Artifacts: The mlflow.log_artifacts(output_dir, artifact_path="model") line saves the entire fine-tuned model directory (weights, config, tokenizer files) as a traceable artifact associated with this specific run.

After running, you can launch the MLflow UI (mlflow ui) in your terminal from the directory where your mlruns folder is created. You’ll see a table of your experiments, and within each experiment, a list of runs. Clicking on a run shows you all logged parameters, metrics, and allows you to download the saved artifacts.

The core problem MLflow solves here is reproducibility and comparison. Without it, you’d have to manually track which combination of learning_rate=2e-5, lora_r=16, and num_train_epochs=3 produced that surprisingly good chatbot. With MLflow, that run is a distinct entry, forever linked to its exact configuration.

MLflow’s LLM capabilities extend beyond basic logging. You can integrate with Hugging Face’s Trainer or PyTorch Lightning to automatically log model checkpoints, evaluation metrics, and even the training dataset itself if it’s small enough. The mlflow.autolog() function can also automatically capture many parameters and metrics without explicit log_param calls, though for fine-grained control, manual logging is often preferred.

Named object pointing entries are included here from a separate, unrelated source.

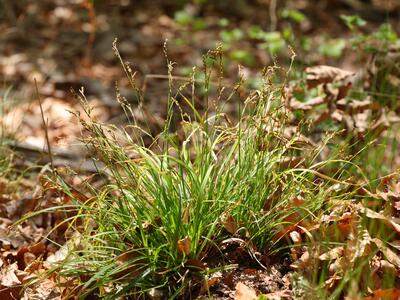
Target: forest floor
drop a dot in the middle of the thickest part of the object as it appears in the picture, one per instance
(58, 47)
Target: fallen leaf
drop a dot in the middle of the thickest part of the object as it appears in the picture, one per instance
(388, 294)
(184, 245)
(8, 277)
(325, 74)
(332, 254)
(243, 292)
(210, 282)
(390, 255)
(230, 225)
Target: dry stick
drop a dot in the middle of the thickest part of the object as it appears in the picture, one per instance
(45, 125)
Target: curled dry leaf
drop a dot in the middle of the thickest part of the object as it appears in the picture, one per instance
(210, 282)
(390, 255)
(326, 74)
(230, 225)
(369, 213)
(332, 254)
(392, 293)
(184, 246)
(243, 292)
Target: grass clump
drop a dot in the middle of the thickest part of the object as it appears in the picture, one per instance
(170, 205)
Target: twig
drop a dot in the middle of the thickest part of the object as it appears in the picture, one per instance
(46, 131)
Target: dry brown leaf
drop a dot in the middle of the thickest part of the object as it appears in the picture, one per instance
(332, 254)
(243, 292)
(388, 294)
(210, 282)
(8, 277)
(230, 225)
(184, 246)
(374, 215)
(390, 255)
(186, 215)
(325, 74)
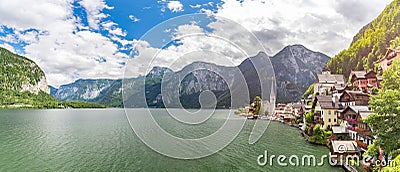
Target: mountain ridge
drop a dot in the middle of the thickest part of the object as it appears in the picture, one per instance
(297, 55)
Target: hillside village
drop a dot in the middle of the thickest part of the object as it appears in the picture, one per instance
(336, 108)
(339, 108)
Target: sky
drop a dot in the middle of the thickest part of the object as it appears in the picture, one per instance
(74, 39)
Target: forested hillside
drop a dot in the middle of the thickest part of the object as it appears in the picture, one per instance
(371, 43)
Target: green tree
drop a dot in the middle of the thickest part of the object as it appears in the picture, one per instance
(257, 105)
(395, 43)
(385, 120)
(309, 117)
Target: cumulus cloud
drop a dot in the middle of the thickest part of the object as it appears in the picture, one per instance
(61, 44)
(175, 6)
(8, 47)
(326, 26)
(94, 10)
(133, 18)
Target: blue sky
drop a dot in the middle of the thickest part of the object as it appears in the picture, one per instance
(73, 39)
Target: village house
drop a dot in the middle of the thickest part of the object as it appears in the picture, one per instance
(353, 118)
(327, 81)
(280, 109)
(340, 133)
(342, 151)
(326, 111)
(364, 81)
(391, 55)
(354, 98)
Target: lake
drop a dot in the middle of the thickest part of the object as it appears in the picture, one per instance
(102, 140)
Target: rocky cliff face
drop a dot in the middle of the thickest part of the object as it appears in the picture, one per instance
(295, 68)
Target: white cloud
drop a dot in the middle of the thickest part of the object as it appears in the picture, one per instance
(94, 10)
(8, 47)
(326, 26)
(175, 6)
(61, 45)
(195, 6)
(133, 18)
(319, 25)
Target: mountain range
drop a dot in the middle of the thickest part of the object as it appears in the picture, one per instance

For example, imagine you want to compare the performance of LoRA with different lora_r values. You’d simply loop through your desired r values, starting a new mlflow.start_run() for each, logging the specific r value, training the model, and logging the artifacts. The MLflow UI then becomes your dashboard to visually compare these runs side-by-side, seeing which lora_r yielded the best validation loss (if you were logging it).

The true power emerges when you start logging more than just the final model. By logging intermediate checkpoints (trainer.save_model() and then mlflow.log_artifacts()) within your training loop, you can reconstruct any point in the training process. This is invaluable for debugging or for resuming training from a specific epoch if a run was interrupted.

One aspect that often surprises people is how MLflow handles large artifacts like LLM weights. When you use mlflow.log_artifacts, MLflow doesn’t necessarily copy the entire model into its backend storage immediately. Depending on your MLflow tracking server configuration (e.g., local file system, S3, Azure Blob Storage), it will store references or upload the files. For local development, it’s a simple directory copy. For remote servers, it’s optimized for cloud storage. The key is that MLflow manages the storage and retrieval, so your experiment is always linked to its precise data, regardless of where it physically resides.

The next step after mastering run tracking is understanding MLflow’s model registry, where you can version and stage your fine-tuned models for deployment.